We can audit some of the slides from MIT OpenCourseWare then the Matrix Calculus course will teach us the behavior of derivatives.

Reading lecture 1. If you want worked through examples then watch this from Clemson's MATH 1060 but this will all be properly explained in higher dimensions when we do calculus in the realm of linear algebra.

The answer to 'what is a tangent line exactly' is at that point P on the curve, super zoom until it's neighboring points appear to lay on a straight line. The slope of a tiny straight line between P and P + 0.001 is the tangent. Then you imagine doing this for the entire function creating many tiny little straight lines for every point in the function which is a linear approximation of that curve/function.

The geometric definition pretend 'delta-x' \(\Delta x\) is a tiny displacement dx = 0.001 then imagine P + dx distance shrinking as dx approaches zero. Here is a graph (desmos.com) showing what is going on. Notice on that graph in order to go from (2, 4) to (2.001, 4.004) move to the right along the x-axis 0.001 then up 0.004 to meet the graph again. This is what the derivative tells us that if a function is preturbed by some tiny extra input f(x + dx) how sensitive is this function when we analyze the change in output.
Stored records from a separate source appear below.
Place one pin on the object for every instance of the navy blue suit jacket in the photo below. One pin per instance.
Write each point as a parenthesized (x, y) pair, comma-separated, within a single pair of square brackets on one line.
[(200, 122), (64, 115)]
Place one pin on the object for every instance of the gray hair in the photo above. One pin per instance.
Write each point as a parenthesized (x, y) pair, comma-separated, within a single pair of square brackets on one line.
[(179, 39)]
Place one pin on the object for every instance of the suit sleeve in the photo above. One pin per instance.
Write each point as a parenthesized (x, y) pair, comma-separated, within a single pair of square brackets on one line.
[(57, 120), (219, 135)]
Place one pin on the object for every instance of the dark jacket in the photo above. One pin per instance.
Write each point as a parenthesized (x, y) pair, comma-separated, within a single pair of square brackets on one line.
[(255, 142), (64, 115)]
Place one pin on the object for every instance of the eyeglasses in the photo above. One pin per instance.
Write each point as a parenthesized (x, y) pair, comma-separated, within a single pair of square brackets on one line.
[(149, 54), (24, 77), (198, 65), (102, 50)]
Example 1 of the MIT notes for f(x) = 1/x

• Plug into derivative equation
• Extract out 1/delta-x
• Perform a/b - c/d is (ad - bc)/bd
• Cancel the extracted delta-x leaving -1
• Take limit to zero of delta-x
• - 1/x²

Why is it negative? Look at the graph if 0.001 is added to the x input then the y output has to drop down -0.5 to meet the graph again of f(x) = 1/x

Finding the tangent line the equation for a line is y = mx + b and they have merely substituted in values but we will never use this feel free to skip it and the area computation after.
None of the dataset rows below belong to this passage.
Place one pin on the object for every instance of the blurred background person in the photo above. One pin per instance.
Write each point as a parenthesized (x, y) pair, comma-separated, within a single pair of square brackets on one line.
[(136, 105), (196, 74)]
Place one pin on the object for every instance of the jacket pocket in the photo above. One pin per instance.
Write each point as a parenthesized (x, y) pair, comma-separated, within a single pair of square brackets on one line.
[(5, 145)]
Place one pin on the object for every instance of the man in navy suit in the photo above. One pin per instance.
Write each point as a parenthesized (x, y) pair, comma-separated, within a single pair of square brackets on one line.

Try inputs to f(x) = x² to understand Big-O

• (2 + 0.001) = 4.004001
• (3 + 0.001) = 9.006001
• (x + dx) = y + dy + 0.000001
• (x + dx) = y + dy + O(dx)²

If dx is approaching zero then (dx)² will reach zero before dx and can discarded.
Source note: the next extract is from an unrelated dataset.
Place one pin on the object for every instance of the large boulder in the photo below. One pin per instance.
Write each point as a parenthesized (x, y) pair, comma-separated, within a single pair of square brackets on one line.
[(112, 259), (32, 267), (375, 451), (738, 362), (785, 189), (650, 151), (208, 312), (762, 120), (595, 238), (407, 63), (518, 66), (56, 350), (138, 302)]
Those above inputs to f(x) = x² notice that dy = 2dx + (dx)² and if we ignore the (dx)² then dy/dx = 2 which is the derivative at that point. The derivative of the entire function is dy = (2x)dx or dy/dx = 2x.

'dx' means 'a little bit of x' and dy means 'a little bit of y' it is infintesimal notation where an infintesimal is some extremely small positive quantity which is not zero.

Reading lecture 2. Watch left and right limits and these techniques for computing limits such as multiplying by a conjugate which is how you eliminate square roots from limit calculations.

A limit was already described perfectly by Isaac Newton as the ability to make the difference between a quantity and a fixed value less than any given positive number. He called these the ultimate ratio of 'vanishing quantities' where the ultimate ratio is not before they vanish or after but the ratio with which they vanish.

These MIT notes tell us if f is differentiable at a point then f is continuous at that point which of course makes sense if we go back to the definition of a derivative being a linear approximation where around any super zoomed point is a tiny displacement point on a straight line (tangent).